Agriculture, by far and away, is the most significant economic driver of Norfolk County. Both now and into the future, farming issues demand a new political priority.
Historically, farmers were well represented in the political and planning process of the county. But political restructuring and the demands of a more urbanized society resulted in a burgeoning bureaucracy and a shift of political representation and priorities.
In response, Norfolk County council created an Agricultural Advisory Board (AAB) to articulate rural and farming issues.
Brett Schuyler, recently re-appointed chair of the committee, represents a new generation of Norfolk farmers.
“We’re representative county-wise and attracting full time farmers,” he said.
As a multi-generational farmer dating back to the earliest days of Norfolk County, Schuyler has a strong sense of the importance of agriculture and what it will take to maintain its important role.

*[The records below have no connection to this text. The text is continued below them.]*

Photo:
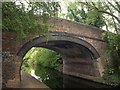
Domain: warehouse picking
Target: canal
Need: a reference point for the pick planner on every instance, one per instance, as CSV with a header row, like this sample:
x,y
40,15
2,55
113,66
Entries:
x,y
54,79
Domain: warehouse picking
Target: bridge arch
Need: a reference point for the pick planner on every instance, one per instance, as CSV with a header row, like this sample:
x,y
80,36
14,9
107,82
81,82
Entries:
x,y
56,37
78,55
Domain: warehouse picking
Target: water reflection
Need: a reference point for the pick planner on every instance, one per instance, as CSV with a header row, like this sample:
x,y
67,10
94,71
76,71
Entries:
x,y
54,79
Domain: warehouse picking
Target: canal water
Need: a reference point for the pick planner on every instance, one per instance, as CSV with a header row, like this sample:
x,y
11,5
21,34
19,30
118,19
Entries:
x,y
54,79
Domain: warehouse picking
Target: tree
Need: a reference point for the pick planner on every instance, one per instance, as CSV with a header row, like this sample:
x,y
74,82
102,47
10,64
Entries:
x,y
102,14
23,20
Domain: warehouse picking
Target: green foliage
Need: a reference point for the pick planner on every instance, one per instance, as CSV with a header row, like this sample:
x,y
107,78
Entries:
x,y
48,58
80,13
101,14
24,21
43,57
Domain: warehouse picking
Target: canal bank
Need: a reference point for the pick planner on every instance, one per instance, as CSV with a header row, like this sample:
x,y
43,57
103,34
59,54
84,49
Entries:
x,y
57,80
27,81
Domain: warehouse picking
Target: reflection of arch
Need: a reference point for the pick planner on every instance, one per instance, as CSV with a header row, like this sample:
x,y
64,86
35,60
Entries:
x,y
56,37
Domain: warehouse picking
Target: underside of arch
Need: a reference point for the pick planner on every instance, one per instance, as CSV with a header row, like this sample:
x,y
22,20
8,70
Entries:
x,y
57,42
78,55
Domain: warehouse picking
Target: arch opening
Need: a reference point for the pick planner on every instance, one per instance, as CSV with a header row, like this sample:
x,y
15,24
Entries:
x,y
78,55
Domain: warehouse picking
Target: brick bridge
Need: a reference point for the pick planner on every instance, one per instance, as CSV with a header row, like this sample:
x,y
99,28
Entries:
x,y
81,47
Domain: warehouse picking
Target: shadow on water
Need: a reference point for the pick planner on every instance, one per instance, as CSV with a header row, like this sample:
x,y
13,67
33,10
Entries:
x,y
54,79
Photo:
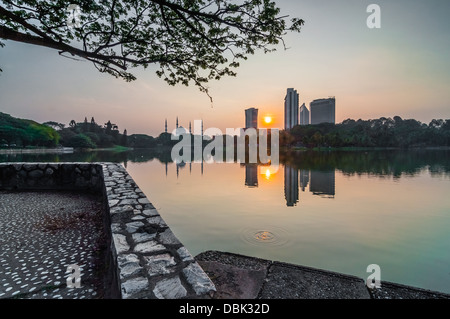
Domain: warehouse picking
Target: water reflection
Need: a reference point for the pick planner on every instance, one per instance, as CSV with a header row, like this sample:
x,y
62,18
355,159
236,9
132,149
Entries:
x,y
315,171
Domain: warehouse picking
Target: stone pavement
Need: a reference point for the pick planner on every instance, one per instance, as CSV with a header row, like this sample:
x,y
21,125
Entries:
x,y
242,277
41,234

Schuyler is heartened by the current representation on the advisory committee. He is particularly encouraged by the participation of a new generation of entrepreneurial farmers who reflect new trends in agriculture.

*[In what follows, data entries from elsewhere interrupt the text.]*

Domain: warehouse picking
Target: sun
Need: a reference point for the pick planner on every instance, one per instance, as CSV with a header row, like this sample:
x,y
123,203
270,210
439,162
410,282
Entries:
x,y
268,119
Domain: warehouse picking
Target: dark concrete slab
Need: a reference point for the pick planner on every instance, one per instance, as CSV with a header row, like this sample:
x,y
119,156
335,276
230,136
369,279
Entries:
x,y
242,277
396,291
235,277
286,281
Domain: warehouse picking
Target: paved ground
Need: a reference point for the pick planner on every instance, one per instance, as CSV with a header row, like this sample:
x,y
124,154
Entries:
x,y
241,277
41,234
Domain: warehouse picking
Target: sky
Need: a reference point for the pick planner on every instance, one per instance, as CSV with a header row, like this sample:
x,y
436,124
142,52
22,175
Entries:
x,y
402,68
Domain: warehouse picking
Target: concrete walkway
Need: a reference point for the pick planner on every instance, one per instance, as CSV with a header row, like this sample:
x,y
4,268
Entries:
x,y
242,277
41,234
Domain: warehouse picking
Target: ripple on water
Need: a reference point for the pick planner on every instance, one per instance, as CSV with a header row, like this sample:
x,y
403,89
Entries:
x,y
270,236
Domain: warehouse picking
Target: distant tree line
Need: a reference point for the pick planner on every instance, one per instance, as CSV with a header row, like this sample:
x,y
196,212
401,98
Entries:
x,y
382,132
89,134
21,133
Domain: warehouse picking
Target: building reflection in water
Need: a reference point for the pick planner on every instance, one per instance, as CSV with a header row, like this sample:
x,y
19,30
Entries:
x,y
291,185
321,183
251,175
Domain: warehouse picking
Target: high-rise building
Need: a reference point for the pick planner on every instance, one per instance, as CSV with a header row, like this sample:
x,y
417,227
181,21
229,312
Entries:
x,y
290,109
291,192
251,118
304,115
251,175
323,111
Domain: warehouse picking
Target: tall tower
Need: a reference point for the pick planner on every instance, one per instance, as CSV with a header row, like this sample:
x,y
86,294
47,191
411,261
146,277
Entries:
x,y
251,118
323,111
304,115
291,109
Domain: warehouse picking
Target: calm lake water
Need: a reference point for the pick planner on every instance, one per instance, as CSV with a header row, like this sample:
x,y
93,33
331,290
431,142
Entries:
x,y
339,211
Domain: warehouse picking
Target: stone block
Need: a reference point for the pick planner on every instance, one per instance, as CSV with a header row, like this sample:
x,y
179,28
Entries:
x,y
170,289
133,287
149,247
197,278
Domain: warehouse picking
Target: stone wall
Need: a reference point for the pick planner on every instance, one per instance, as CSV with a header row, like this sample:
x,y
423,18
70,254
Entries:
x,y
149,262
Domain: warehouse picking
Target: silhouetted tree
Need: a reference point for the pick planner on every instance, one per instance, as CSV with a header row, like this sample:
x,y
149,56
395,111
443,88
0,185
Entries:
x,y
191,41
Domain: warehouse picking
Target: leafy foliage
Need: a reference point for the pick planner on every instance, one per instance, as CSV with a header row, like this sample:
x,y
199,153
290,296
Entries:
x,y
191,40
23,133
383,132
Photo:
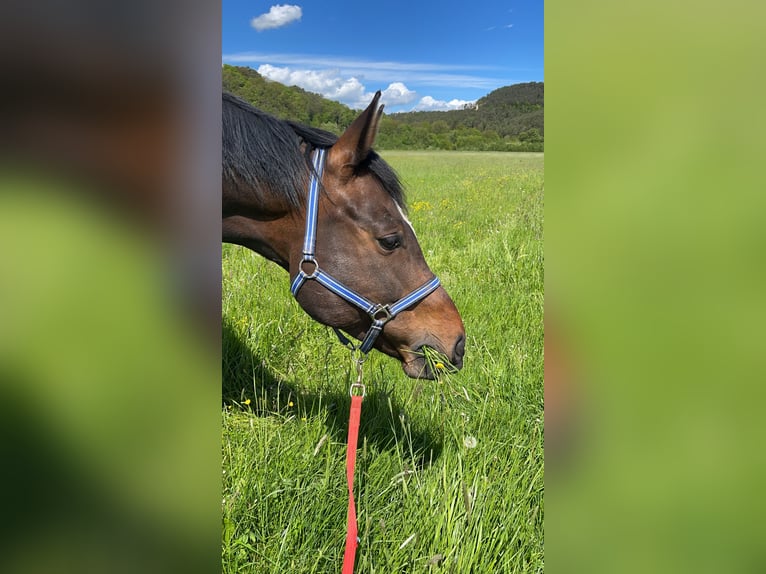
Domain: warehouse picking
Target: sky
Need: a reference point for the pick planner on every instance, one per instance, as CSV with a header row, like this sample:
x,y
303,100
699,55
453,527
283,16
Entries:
x,y
422,54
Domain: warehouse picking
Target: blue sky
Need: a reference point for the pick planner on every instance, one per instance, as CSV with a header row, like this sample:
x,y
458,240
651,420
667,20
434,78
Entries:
x,y
422,54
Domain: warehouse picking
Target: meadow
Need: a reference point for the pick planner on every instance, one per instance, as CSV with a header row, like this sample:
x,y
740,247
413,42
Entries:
x,y
450,472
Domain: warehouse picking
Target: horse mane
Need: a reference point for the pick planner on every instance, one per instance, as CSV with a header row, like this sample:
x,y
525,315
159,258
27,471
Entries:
x,y
261,151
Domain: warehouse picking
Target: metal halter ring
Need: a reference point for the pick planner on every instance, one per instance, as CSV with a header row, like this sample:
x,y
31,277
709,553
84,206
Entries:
x,y
311,261
381,313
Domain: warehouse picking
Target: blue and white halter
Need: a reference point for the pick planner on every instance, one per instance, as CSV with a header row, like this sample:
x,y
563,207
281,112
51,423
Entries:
x,y
379,313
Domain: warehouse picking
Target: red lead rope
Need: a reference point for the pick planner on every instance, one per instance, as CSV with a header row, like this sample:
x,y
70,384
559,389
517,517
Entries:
x,y
351,529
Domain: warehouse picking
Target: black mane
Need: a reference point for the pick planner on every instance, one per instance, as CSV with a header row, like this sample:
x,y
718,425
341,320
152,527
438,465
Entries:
x,y
261,151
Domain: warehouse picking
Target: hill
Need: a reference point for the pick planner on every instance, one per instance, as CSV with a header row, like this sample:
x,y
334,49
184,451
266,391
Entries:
x,y
508,119
286,102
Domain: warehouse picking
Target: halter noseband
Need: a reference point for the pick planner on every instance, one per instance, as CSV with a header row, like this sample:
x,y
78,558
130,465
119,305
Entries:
x,y
379,313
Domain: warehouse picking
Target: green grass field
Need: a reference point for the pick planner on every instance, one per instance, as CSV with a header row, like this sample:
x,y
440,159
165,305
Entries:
x,y
450,472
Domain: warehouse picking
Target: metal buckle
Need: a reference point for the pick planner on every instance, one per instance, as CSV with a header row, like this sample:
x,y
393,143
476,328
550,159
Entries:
x,y
361,391
381,309
310,260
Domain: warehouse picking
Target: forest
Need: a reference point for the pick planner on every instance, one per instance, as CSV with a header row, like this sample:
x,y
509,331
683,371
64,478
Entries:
x,y
510,118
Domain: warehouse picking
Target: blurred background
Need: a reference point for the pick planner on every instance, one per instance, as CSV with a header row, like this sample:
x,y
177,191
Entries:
x,y
110,286
654,286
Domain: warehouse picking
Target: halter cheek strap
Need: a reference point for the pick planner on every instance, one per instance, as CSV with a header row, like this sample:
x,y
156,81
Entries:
x,y
308,269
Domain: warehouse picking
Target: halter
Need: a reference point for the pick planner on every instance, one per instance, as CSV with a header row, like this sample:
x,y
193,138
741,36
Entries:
x,y
379,313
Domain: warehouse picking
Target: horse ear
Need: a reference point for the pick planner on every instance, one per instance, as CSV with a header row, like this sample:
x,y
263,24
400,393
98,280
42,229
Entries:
x,y
355,143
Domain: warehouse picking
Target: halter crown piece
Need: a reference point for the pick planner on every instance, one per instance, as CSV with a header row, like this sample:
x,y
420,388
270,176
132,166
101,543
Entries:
x,y
379,313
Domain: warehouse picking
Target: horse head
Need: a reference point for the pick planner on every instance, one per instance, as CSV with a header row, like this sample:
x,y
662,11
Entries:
x,y
365,243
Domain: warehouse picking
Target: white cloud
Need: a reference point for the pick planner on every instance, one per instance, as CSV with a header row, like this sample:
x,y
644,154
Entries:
x,y
397,94
277,16
384,72
334,85
429,104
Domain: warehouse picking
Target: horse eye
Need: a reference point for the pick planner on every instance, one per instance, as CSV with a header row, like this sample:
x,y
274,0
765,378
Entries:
x,y
390,242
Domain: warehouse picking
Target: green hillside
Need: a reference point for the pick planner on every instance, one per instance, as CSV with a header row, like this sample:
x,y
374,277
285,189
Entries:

He cited new members such as John Picard of Picard Peanuts, Dusty Zamecnik of Home Town Brewery, Mike Bakos and Anita Buehner of Bonnieheath Winery and Lavender, along with Trish Fournier, James Hill, Doug Long, Murray McLaughlin, Erich Remler and Cornelius Meijaard.

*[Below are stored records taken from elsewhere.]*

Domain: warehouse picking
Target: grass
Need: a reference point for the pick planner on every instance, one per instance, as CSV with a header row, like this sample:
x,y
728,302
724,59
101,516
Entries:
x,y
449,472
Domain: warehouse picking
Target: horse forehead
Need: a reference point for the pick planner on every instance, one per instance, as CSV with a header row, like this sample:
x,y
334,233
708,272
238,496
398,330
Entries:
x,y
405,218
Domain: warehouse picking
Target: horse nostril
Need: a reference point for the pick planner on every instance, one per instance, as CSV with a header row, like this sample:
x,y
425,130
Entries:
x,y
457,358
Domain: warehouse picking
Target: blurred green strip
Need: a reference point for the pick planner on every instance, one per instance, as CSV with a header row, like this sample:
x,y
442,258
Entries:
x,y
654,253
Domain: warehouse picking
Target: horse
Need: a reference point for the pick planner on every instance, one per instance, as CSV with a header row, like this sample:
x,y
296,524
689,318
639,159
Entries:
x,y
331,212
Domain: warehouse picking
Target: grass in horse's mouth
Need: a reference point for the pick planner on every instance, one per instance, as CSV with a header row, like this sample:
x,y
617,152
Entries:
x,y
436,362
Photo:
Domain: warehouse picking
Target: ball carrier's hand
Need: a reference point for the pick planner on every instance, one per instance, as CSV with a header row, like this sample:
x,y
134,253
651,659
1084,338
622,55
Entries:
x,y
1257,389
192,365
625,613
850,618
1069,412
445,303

Once the preserve of established traditional farmers, agricultural policy was primarily concerned with large scale land use. However, in the last generation both the nature and types of farming has transformed the rural landscape dramatically.
While preservation of farm land and agricultural production remains at the heart of their considerations, Schuyler said large acreage should no longer dominate the Official Plan. Large acreage crops such as tobacco, grain and corn have been bolstered by small specialty crops and on-farm value added enterprises.
On-farm value-added enterprises have proved to be a trend to enhance the viability and versatility of the agricultural sector. Not only are new businesses created, so too is employment and tourism..
“Today, people can make a living off two acres of land,” he explained.
These issues are currently under consideration by the AAB in an Official Plan and zoning bylaw review by Norfolk County Council
“If we don’t do it, agriculture doesn’t get heard,” Schuyler.
Among recent recommendations of the AAB is a request to support policies to permit wineries, craft beer or micro-breweries and distillers across Norfolk County and remove requirement to limit the use of locally grown fruit to 30 per cent.
The AAB has also been concerned with worker accommodations and suggested farmers be allowed to house workers “in the most efficient way possible.” They also voted for financial support of the new Fanshawe agri-business management program.